二
うちから最寄り駅まで向かう途中にちょっと急な下り坂があるの。それを下ってすぐのところに、大きな交差点があって。そばには細い榎の木が生えてる。ある日私が通りかかったとき、そこに変な物があったの。最初はベージュのハンカチかなにかが、枝に結んであるんだと思ってたんだけど、ちがった。よく見るとそれは藁だった。藁の束。捻って一本の縄みたいにした物がくくってあったんだ。
私はそのとき、なぜかその藁の束がすごく気になった。なんでこんなところに? みたいに疑問に感じるんじゃなくて、目が離せない感じ。いま考えると引き寄せられたのかな、って思う。「藁にもすがる」って言うけど、そのときの私はそれくらい、なやんでいたんだと思うよ。
それでどうしたのかっていうと、私、束をほどいて持ち帰ったの。なんでそんなことしたのか自分でもわからないけど。縁起悪いとかは全然思わなかったな。特に考えなんてなかったんだ。それで家の机の上でその束を分解したら、なにが出てきたと思う?
……紙切れと髪の毛。長くて艶のある、たぶん女の人の。でも別に気味悪いとかは考えなかった。それよりもこれがなんなのか知りたいって気持ちのほうが強くて。それから、『幸せのおまじない』って書かれた札。字からしてたぶん女の子だった。その日はネットで色々なサイトを見て回って、自分なりに仮説をたてたの。「ああ、これ神社なんかでよく見かける、おみくじ結んであるのと同じなのかも」って。

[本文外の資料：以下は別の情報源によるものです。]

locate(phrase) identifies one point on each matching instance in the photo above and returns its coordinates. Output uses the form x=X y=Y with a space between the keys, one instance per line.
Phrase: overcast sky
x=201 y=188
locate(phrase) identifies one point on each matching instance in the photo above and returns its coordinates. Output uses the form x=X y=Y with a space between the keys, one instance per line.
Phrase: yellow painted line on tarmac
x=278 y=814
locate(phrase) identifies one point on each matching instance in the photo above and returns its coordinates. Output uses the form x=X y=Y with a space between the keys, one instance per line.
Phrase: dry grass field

それから私が同じものを作って、同じ場所に結びつけるのに、そう時間はかからなかった。うちの周りは田んぼが多くて、藁なんていくらでも手に入るから。
それからしばらくは、そんなことすっかり忘れてた。受験勉強や、模試や、進路相談が始まったから。たぶん、それと同じくらいの時期に、うちのクラスもだんだん受験モードになってきてて。そりゃ、イベントなんかがあるときはみんな仲良くやってたんだけど、ちょっとずつみんな授業中なんかで、遠慮したりするようになってきたんだ。

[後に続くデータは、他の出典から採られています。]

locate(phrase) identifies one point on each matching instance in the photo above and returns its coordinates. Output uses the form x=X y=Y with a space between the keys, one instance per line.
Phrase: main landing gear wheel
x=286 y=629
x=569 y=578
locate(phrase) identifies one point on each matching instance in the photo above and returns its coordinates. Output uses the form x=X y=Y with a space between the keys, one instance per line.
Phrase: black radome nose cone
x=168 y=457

でも決定的だったのは、英語の田所先生が私たちの受け持ちじゃなくなったこと。学校がかわるとかじゃなくて、私たちの授業に変わりの教師がついたの。そりゃ、クラスの中で疑惑が浮かんだよ。「もしかして、やりすぎだったんじゃないか」って。男子たちは特にね。自分たちは先生をイジって授業を面白くしていたんだ、退屈させないつもりでやっていたんだ、ってね。
結局、先生に直接訊きにいくわけにもいかなくて、私たちは落ち着いて授業を受けることになった。
私の全国模試の順位が上がっていったのもこの頃。定期テストも苦手だった日本史とか世界史とかの点数が高くなりはじめたの。それで「ああ、私ってやればできるのかも」なんて考えて、それが自信になってテスト中も落ち着いていることができた。
カナともよく「これでよかったよね」って話をしたよ。私たちはにぎやかな授業も好きだったけど、でも自分たちは高校三年生なんだからもっと現実をみようって。同じ都会の大学に行く約束もした。カナも私と同じで普通なのが嫌なんだ、って嬉しくなったよ。
でも本当はどこからが私の意志で、どこからが運か、なんかわかるわけなかった。たぶん、私の意志なんてほとんど関係なかったのかもしれない。それが、あの『幸せのおまじない』の力だったの。